ハードキャンディ

blue『ハードキャンディ』を観る。エレン=ペイジが剣呑な赤頭巾の役。例によって14歳という設定をさほど違和感なく演じている。冒頭の15分、日常の裏に見える緊迫感はなかなかのものである。監督はデヴィッド=スレイドで、つまり『30デイズ・ナイト』と『エクリプス』の人であるからにはちょっと意外な感じすらしたのだけれど結局、いつものように頭が画面に収まり切らない中途半端な距離からのバストショットが多い印象で、位置関係を説明するシーンが確信犯的に排除されていて、密室劇なのに空間が掴みきれないという妙なことになっている。これが作家性というなら、やはりあまり好きになれない。話の特殊性によって、本作に限ってこのことは前景化しにくくなっているものの。もともと、基本を敢えて踏み違えているところが個性です、という態度を好まない。

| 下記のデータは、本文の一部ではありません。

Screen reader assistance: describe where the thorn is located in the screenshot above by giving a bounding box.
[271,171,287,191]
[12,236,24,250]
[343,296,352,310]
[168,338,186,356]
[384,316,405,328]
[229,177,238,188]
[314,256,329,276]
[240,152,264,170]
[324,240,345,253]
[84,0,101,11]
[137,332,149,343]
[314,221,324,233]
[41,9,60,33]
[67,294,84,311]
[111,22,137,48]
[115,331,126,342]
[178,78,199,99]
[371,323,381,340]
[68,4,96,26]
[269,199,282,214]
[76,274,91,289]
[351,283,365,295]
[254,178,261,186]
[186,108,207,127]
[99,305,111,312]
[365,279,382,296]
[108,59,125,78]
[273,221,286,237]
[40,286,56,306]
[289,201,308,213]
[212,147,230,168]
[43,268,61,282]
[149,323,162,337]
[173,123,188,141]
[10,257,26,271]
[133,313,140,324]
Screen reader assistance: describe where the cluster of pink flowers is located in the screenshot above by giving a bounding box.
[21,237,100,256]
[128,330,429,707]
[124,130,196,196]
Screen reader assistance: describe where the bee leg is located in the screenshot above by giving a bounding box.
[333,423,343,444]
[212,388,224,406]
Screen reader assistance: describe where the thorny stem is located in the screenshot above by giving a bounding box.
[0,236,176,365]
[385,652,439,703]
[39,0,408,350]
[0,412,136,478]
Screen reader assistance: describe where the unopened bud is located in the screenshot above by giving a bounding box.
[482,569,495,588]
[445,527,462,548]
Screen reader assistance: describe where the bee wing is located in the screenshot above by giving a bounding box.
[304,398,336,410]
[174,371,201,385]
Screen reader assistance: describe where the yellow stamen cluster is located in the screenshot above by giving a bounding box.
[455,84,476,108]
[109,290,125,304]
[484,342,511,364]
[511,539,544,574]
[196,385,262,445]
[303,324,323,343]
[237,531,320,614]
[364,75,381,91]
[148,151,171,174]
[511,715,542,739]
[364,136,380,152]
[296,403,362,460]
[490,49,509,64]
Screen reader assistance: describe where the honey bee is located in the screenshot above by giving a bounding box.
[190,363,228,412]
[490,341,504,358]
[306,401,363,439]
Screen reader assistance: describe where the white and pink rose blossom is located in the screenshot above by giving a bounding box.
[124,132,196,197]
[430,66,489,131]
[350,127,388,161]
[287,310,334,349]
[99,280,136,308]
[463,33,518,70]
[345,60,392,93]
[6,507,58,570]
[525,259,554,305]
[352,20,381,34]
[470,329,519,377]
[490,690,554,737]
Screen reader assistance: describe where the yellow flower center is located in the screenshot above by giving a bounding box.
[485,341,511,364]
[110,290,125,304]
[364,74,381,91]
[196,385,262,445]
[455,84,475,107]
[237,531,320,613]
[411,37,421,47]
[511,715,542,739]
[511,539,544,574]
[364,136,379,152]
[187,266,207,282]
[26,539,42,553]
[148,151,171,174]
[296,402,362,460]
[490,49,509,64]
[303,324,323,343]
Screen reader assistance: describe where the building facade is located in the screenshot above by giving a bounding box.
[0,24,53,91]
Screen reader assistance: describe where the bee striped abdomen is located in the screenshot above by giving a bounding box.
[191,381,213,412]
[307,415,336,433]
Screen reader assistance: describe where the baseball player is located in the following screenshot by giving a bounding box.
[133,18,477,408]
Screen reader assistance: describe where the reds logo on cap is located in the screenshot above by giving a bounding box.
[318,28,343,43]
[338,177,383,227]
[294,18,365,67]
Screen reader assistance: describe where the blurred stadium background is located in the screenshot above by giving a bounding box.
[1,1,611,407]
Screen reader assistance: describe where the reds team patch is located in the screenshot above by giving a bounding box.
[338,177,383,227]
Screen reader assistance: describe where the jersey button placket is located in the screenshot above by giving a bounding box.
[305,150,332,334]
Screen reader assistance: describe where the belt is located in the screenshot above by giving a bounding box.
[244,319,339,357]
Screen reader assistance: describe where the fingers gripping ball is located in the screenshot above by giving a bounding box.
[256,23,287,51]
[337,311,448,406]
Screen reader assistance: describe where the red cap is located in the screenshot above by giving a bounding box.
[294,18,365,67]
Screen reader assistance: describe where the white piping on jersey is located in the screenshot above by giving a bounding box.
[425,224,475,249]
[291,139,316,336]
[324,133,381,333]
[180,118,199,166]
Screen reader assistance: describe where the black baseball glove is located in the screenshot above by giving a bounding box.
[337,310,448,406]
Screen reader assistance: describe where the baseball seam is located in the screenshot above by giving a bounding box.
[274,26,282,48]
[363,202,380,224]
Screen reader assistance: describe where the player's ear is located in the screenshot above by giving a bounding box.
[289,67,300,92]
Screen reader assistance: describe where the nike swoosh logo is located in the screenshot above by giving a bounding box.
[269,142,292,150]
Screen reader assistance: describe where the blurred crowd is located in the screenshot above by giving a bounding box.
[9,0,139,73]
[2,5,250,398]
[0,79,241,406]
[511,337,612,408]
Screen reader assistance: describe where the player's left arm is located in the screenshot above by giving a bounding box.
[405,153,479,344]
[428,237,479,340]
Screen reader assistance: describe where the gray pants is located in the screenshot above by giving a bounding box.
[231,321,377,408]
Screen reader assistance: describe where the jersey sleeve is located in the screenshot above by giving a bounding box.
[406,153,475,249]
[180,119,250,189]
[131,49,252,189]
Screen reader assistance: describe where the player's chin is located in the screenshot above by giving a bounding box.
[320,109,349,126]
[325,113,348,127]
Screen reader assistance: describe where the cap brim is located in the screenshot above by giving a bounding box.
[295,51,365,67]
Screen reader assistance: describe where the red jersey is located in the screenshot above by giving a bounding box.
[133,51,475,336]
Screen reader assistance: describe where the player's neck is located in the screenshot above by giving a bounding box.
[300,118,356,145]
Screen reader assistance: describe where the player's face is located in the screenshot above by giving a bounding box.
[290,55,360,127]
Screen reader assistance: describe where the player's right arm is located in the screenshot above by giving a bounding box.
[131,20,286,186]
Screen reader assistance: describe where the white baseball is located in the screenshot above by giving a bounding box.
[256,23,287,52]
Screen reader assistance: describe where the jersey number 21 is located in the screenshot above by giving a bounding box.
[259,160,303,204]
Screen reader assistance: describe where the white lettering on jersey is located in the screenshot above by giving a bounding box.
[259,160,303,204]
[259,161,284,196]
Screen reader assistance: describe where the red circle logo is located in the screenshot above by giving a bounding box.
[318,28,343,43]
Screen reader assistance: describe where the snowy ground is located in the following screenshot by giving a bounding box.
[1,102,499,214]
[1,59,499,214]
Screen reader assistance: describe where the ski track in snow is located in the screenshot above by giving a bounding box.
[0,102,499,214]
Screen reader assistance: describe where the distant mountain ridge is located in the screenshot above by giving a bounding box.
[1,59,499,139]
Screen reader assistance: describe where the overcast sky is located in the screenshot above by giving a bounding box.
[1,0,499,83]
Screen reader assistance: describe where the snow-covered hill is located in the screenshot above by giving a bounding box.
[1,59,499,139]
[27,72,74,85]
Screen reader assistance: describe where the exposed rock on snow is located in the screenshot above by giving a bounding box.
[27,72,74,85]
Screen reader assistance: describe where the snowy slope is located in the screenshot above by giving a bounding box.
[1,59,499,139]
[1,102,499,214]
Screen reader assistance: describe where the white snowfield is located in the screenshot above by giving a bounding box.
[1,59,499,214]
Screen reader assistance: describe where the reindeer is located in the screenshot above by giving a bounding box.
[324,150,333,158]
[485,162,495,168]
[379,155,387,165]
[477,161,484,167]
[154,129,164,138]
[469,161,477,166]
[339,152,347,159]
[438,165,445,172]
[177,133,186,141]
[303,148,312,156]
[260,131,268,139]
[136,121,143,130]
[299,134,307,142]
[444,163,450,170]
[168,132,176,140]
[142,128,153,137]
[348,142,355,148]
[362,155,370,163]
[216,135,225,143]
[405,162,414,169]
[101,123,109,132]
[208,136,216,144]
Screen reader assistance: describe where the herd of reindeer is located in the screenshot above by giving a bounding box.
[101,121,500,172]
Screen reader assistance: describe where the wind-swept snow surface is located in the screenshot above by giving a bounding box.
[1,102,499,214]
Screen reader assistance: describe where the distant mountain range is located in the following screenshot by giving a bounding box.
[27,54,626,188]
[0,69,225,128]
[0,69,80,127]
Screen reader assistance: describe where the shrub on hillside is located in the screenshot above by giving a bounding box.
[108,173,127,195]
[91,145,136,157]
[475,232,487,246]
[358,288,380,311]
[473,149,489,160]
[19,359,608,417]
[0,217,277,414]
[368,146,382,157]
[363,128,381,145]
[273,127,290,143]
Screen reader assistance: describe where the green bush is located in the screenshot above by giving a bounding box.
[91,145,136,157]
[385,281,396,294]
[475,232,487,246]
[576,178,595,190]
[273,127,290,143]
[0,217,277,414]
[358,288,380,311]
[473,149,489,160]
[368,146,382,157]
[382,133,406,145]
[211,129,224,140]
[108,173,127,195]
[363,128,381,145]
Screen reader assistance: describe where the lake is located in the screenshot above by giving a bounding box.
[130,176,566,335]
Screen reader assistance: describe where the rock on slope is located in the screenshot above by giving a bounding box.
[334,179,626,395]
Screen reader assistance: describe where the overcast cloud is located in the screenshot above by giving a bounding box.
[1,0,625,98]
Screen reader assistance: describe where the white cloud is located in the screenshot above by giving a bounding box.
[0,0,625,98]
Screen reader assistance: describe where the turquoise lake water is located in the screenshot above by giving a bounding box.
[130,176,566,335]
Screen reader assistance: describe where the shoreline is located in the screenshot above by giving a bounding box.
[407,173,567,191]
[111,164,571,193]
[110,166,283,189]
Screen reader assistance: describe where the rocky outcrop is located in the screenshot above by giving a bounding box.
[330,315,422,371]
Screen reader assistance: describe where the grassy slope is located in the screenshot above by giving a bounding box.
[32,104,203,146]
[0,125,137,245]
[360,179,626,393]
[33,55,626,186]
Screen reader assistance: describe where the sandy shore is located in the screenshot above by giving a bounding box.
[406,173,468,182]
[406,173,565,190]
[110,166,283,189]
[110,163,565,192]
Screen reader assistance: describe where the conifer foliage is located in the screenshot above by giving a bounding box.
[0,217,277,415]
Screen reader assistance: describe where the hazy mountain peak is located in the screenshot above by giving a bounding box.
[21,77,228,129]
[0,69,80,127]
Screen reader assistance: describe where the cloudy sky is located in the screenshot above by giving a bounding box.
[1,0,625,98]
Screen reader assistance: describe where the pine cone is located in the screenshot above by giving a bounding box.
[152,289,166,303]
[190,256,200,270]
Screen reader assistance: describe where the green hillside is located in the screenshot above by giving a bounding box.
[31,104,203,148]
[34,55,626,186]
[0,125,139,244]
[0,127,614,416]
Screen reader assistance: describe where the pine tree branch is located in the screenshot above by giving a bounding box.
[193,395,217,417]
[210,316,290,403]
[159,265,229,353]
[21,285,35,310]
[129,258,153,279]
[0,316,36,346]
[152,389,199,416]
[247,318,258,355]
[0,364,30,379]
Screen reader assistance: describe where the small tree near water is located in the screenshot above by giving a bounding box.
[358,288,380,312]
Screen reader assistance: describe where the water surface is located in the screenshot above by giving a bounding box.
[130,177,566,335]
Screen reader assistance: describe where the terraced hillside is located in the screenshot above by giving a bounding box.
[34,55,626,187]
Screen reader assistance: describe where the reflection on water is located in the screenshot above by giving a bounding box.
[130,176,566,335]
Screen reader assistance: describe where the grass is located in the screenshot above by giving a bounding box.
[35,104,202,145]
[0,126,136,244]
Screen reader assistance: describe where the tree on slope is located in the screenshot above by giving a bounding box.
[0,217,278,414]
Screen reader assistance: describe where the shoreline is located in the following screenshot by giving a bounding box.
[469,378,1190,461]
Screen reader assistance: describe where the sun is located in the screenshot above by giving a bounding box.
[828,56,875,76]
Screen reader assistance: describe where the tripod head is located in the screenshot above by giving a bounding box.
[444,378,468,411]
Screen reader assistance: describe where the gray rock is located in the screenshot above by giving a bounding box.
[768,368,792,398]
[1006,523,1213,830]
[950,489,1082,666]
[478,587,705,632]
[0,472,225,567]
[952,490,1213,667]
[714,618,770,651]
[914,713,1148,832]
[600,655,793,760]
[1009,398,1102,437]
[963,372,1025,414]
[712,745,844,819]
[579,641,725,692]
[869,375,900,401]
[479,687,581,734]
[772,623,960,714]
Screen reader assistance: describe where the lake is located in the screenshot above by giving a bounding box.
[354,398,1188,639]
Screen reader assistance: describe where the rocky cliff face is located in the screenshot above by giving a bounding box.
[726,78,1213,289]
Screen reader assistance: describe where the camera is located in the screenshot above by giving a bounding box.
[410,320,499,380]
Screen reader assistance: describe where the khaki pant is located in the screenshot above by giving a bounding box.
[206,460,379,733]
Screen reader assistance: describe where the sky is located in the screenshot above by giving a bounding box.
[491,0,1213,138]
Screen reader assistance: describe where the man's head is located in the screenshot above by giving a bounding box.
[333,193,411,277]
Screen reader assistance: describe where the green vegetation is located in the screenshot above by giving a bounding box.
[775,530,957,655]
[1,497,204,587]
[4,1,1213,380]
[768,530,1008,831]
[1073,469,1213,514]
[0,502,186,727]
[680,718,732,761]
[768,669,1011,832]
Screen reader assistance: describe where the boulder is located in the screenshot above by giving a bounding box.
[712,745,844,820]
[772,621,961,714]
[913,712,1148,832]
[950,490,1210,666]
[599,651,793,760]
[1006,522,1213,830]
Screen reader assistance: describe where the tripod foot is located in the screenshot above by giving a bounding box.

サンドラ=オーがちょっと顔を出しているのを除けば、登場人物はエレン=ペイジとパトリック=ウィルソンのほぼ二人きりで、しかも映像としては映すことができないあれやこれやを扱いながら、セリフと表情で104分を保たせているところは評価しなければいけないけれど、題材としては『4デイズ』みたいな、結論の比較的シンプルな事件の犯人を自白に追い込む過程、世に言う拷問に過ぎないので、あまり気持ちのいいものではない。